ジール&アーダー『Stranger Fruit』 ブラック・メタルにスピリチュアルなアフロ・グルーヴを持ち込んだ問題児の正体に迫る

 毎度お馴染みの鋼鉄連載〈OSHIETAL〉。記念すべき90回目はNY在住のスイス系アメリカ人、マニュエル・ギャノーによるプロジェクト=ジール&アーダーをオシエタル! マニュエルがこの名義を使うようになったのは2014年のこと。〈悪魔こそ我らの罪を許してくださる〉を合言葉に、呪術的なアフリカン・チャントとブラスト・ビートを融合し、〈スピリチュアル・ブラック・メタル〉とでも表現すべき斬新なサウンドを提示する。そしてセルフ・タイトルのミックステープを挿み、2017年作『Devil Is Fine』でアルバム・デビューを飾るや、スラッシュやトム・モレロらに絶賛されて一躍脚光を浴びるのだ。

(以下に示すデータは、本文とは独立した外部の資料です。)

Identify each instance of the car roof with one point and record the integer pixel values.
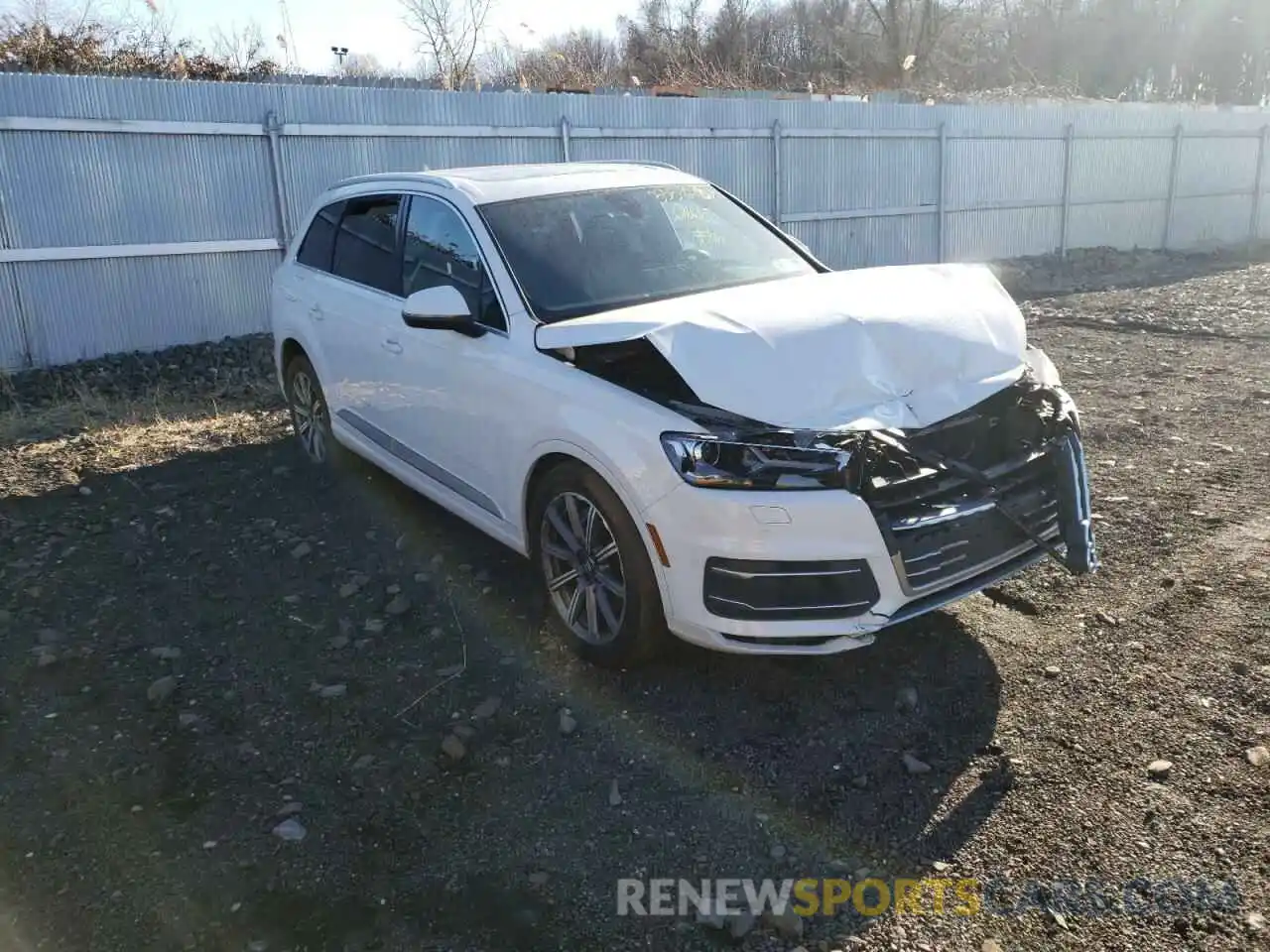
(499, 182)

 そんななか登場した今回のセカンド・アルバム『Stranger Fruits』では、ブルージーなヴォーカルと土着的なコーラス、ブラスト・ビートが格段に強化され、まるで地獄絵図の如し。荘厳なヘヴィーネスと怒涛の破壊力に多くのリスナーが白目を剥くことだろう。初のソロ作『Black Labyrinth』でアフロ・ポリリズムを採り入れたジョナサン・デイヴィス(コーン)の動きと図らずもリンクしているし、アット・ザ・ドライヴ・インからクレイドル・オブ・フィルスのファンまで取り込めること確実! さあ、ブラック・メタルは新たな時代へと突入した。このジール&アーダーをチェックせずしてメタルをカタルべからず!